The Rules of Golf (Explained)
Golf, it’s been said, is perhaps the toughest sport to master.
Sure, there’s no 260-pound linebacker or defensive end coming to take your head off, but golf presents its competitors with a rather unique set of obstacles. You won’t face a 95-mile per hour fastball but there’s no doubt, you get quite the challenge chasing that little white ball around.
Among the challenges, of course, are the rules. The rules of golf are quite tough to master. Even golfers with years of experience tend to forget, misuse or otherwise unknowingly break the game’s key rulings – just ask Tiger Woods, DA Points and Justin Rose.
To help newcomers to the game build a bit of confidence to simply get out and play, here’s our quick and easy-to-understand breakdown of the basic rules and etiquette of the game.
Clubs – You can have up to 14 clubs in your bag. Typical breakdown of clubs includes: one driver, two fairway woods, seven irons (3-iron through 9-iron), three wedges and a putter. If you’re just starting out, opt for more woods than wedges and remember that you don’t necessarily need to have a full bag of 14 clubs.

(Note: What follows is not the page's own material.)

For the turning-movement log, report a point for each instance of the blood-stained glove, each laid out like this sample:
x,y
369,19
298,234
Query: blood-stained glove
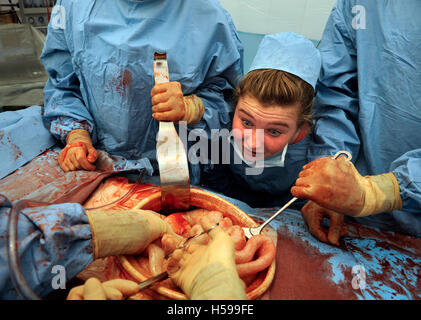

Whose Turn? – This is a tricky one for beginners but it’s pretty easy. On the tee, the player with the lowest score from the previous hole goes first. If he’s slow to the tee, though, feel free to jump in front. Real golfers are all about pace of play, unless it’s a tournament or you’re playing for some serious cash. Once off the tee, the player farthest from the hole goes. This, rule also has some flexibility when you’re playing a friendly round, so whenever possible, think about improving your group’s pace of play.
Ball – If you’re lucky, you’ll play just one ball on any given hole —- maybe even for a few! If you keep it in play, the rules state that you’re allowed to play your ball and your ball only. This means no replacing without losing and certainly never make the mistake of hitting someone else’s ball.
Out of Bounds – Out of bounds markers are typically white and your scorecard will likely note which holes have out of bounds in play. If your ball goes out of bounds, you must go back and hit from your original shot and incur a penalty shot. The total haul for going OB? Three shots: the original shot, penalty stroke and replayed shot. Easy fix here? Avoid going out of bounds.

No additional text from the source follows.